Chronic functional abdominal pain (CFAP) is quite similar to, but less common than IBS. CFAP can be diagnosed if there is no change in bowel habits.
Because of the name, IBS can be confused with inflammatory bowel disease (IBD).
Historical Perspective
Irritable Bowel syndrome(IBS) was first mentioned in the Rocky Mountain Medical Journal in 1950. IBS was described as a psychosomatic disorder, not explained by any biochemical or structural abnormalities. Apley and Nash conducted a famous study on 1000 children in Bristol, United Kingdom and were the first to describe Recurrent Abdominal Pain (RAP) as the predominant feature of IBS. In 1978, the first diagnostic criteria i.e. the Manning criteria was described. It did not specify any required duration for the symptoms of IBS. The subsequent criteria saw a reduction in the required duration of symptoms to facilitate early diagnosis and treatment. In Rome in 1995, an international group of gastroenterologists defined the diagnostic criteria for IBS and this was published in 1999 under the title of the Rome II criteria.
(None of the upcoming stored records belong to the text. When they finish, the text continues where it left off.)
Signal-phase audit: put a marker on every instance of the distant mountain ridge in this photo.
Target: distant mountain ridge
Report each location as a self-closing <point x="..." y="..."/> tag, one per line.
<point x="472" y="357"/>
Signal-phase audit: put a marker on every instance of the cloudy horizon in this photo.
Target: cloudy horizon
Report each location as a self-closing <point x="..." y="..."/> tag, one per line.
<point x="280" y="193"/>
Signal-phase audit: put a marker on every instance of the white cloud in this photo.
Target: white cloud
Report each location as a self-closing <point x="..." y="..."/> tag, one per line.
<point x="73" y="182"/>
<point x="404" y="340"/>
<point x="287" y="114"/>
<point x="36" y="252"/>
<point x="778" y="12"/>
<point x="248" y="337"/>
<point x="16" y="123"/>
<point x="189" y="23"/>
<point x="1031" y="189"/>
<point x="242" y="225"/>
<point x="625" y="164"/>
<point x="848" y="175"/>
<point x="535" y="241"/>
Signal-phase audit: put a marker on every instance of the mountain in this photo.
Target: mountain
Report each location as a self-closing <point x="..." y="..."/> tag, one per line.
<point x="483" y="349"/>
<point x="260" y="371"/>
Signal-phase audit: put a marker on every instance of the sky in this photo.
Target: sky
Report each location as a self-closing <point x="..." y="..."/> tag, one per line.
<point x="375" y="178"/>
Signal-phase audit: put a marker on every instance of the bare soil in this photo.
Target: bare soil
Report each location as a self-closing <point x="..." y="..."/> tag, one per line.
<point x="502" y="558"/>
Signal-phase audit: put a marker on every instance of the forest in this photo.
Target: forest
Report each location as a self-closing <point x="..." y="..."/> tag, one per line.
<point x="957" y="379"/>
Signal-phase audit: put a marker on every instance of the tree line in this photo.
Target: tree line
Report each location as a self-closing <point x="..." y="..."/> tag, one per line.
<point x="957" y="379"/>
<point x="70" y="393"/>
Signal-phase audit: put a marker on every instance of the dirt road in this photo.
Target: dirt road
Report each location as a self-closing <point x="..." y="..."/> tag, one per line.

This criteria underwent modification and was described as the Rome III criteria. Since June 2016, the criteria being followed is the Rome IV criteria.
Classification
Irritable bowel syndrome (IBS) may be classified according to Rome IV criteria into four sub types/groups: IBS with predominant constipation , IBS with predominant diarrhea, IBS with mixed bowel habits,and IBS unclassified. In addition, IBS occurring subsequent to GI infections is known as Post infectious-IBS or PI-IBS. The rationale behind these different sub types is to maintain consistency of patient selection. This increases understanding of pathophysiological mechanisms, aids in effective diagnosis, treatment and patient recruitment for clinical trials.